最初、一兵士の息子として生まれたこの子は、いつも街を元気よく駆けまわっていたのに。あの頃に帰りたいと、まだ話せる頃はうわごとのように言っていたのに。今は、クライトが元気だったころの声すら分からなくなってしまった。
解呪の為に、一部の物好きな貴族を中心に魔法研究は進めさせていたけど。小さな奇跡ひとつすら施せないそれに、実用化の目途は立っていない。
それどころか、既に絶えた魔法などに支出を割いて、商家出の王妃が国防を軽んじるつもりかと。呪詛を用いるグリルビーク侯爵家が、余計な圧力すら加えてくる始末だ。挙句家臣共はそれに追従した。たった一人息子を治すために、国税を費やすつもりでいるのかと。もうひとり代わりがいるのだから、それでいいだろうなんて。それすら絶える危険すら考えにないのか。

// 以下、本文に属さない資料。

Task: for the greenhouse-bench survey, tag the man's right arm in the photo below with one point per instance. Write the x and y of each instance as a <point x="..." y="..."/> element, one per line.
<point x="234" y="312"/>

馬鹿らしい。他国に打って出ることも不可能なこの国に出来るのは、ただひたすらに防衛だ。呪詛など磨いて下手に刺激したところで、四方から潰されて終わりだというのに。
そして案の定他国から実験と称して放たれた呪詛に、国が消滅する危機であると、うろたえる家臣共が情けない。
自身が何に脅かされてきたかも忘れて、呪詛を唯一扱えるグリルビークに依存しきっていた馬鹿どもも、国の有事に、気難し気に黙るだけで仕事をした気でいるグリルビークも、真っ先に死んでしまえばよかったのに。
それでも私はほっとしていた。やっとこの身に余る役目が終わる。国ごと消えてしまうのは、きっとしょうがないことだったんだ。
私も、私の息子も、夫も、成す術のないことで死んでしまう。打つ手のないことで仕方なく死ぬ。
それは、私にとって一種の救いだったのに。クローニャは再び延命した。
アンリエ・ウォーフルって小さな、本当に小さなお嬢さんが、うつくしい泥団子で呪詛を跳ね返したのだ。
そんな眉唾な話を信じ切れなかったけど。
茶会でのあいさつで、渡された箱に詰められたのは、5つの美しい宝玉だった。少し撫でるだけで、薄透明に光る神々と妖精が、威厳を込めて微笑んではまた宝玉へと溶け込んでいく。
王家の前途を案じ、祝福するそれを。目に見える奇跡を適当に放り出せるあの子に、思わず握った扇子が軋んだ。
ああ、どうしてあなたはもっと早く生まれてこなかったの。こんなことができるのに、どうして手遅れになってから生まれてくるの。
そうしたら、クライトはあんなにも苦しんで、いずれ死なずに済むはずだったのに。
そんな言葉が焦げ付いて、私、あの子の顔をろくに見れなかったけれど。
扇子ごしに垣間見た金色の目は、粗相なく辞儀ができたことに安堵しているだけだった。
「おう、母さん。やっぱすげぇわあの子。ぱちった飴で兄貴治った。すげぇの。ぶわっと呪詛取れてさ、月の精霊が固めてどっかに放り投げてたわ。兄貴呪ったやつ、死んだかもな」
「あ、母さん。なんかおいしいの食べたい!肉とか!」
「兄貴、ちょっと飛ばし過ぎだろ。粥にしとけ。前兵士のおっちゃんが、急に飯食うと腹に詰まって死ぬって言ってたぞ」
「うわこわ……何食くらい粥にすればいいのかな」
「ちょっ……!」
茶会の騒動の夜だった。今日もクライトの付き添いに足を運べば、兄弟の惨状を目にするのも辛いだろうと、遠ざけていたフランがいたのだ。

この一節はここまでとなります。